La contesa sul finanziamento delle opere per il completamento del muro al confine con il Messico sta provocando negli Stati Uniti un conflitto politico di inedita gravità, con diplomatici ed esponenti del Parlamento costretti a rinunciare a viaggi di Stato per mancanza di fondi. Come spesso avviene quando è in questione l’immigrazione, la dimensione simbolica, ideologica e persino emotiva della controversia prende il sopravvento sul contenuto effettivo della materia da regolare.
Qualche dato può servire a inquadrare il problema. Un recentissimo rapporto dell’autorevole Center For Migration Studies di New York spiega che negli Stati Uniti (come d’altronde avviene nell’Unione Europea), nel 2016-2017 la maggior parte dei nuovi immigrati irregolari è rappresentata da persone entrate legalmente e rimaste dopo la scadenza del loro permesso, per esempio turistico: esattamente il 62%, contro un 38% che ha attraversato il confine illegalmente. In altri termini: il muro non fermerà il grosso degli ingressi degli immigrati non autorizzati. Servirebbero altre misure, che però colpirebbero settori economici importanti, come appunto il turismo.

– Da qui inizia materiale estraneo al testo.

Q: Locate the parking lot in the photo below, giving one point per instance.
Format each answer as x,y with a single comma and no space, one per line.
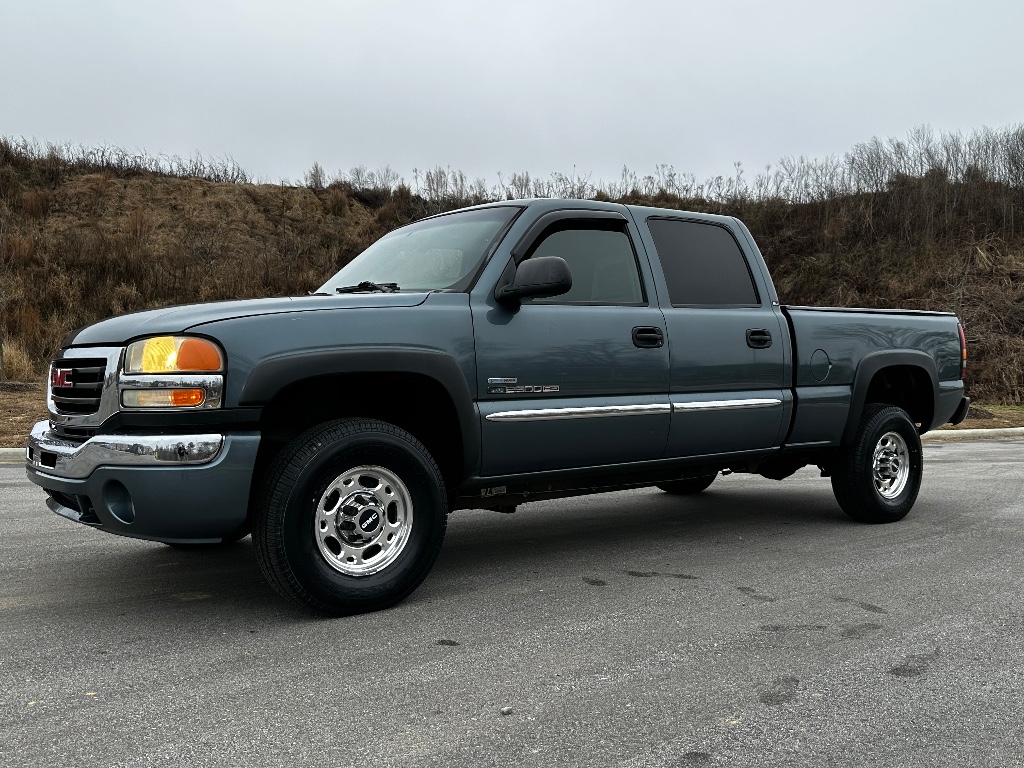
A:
755,625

Il rapporto conferma inoltre che dal 2010 l’immigrazione irregolare negli Usa è in calo, pur sfiorando attualmente la ragguardevole cifra di 10,7 milioni di persone. In particolare, i messicani senza documenti sono sensibilmente diminuiti, di ben 400mila unità nel 2017, e per la prima volta costituiscono meno della metà della popolazione irregolare. La conclusione di Donald Kerwin, direttore esecutivo del Cms, è netta: «Non solo il muro è costoso, ma non serve a raggiungere lo scopo per cui è stato pensato». Vanno aggiunti alcuni altri dati.
La Guardia di frontiera degli Stati Uniti impiega circa 20mila effettivi, e forma il corpo armato più numeroso del Paese dopo l’Esercito. Il confine con il Messico è il più militarizzato al mondo tra due Paesi in pace fra loro, e un terzo del muro (650 miglia) è già stato costruito in passato. Non è neppure scontato che i 5,7 miliardi di dollari richiesti da Trump siano sufficienti per completarlo.

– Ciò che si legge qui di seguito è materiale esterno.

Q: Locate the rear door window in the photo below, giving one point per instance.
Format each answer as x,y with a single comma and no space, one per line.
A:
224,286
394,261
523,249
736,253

Anche negli Stati Uniti alla fine le opere pubbliche costano più di quanto inizialmente previsto, e girano stime molto più onerose. Gli investimenti per il controllo fisico della frontiera sono cresciuti di parecchie volte, impegnando un ingente quantità di risorse sottratte ad altri impieghi, ma il principale risultato che hanno raggiunto è stato quello di dirottare gli ingressi verso altri canali e altre provenienze. L’enfasi sul muro non si spiega quindi con ragioni tecniche, come se il confine fosse un colabrodo e se una più rigida sorveglianza bastasse a sconfiggere l’immigrazione irregolare.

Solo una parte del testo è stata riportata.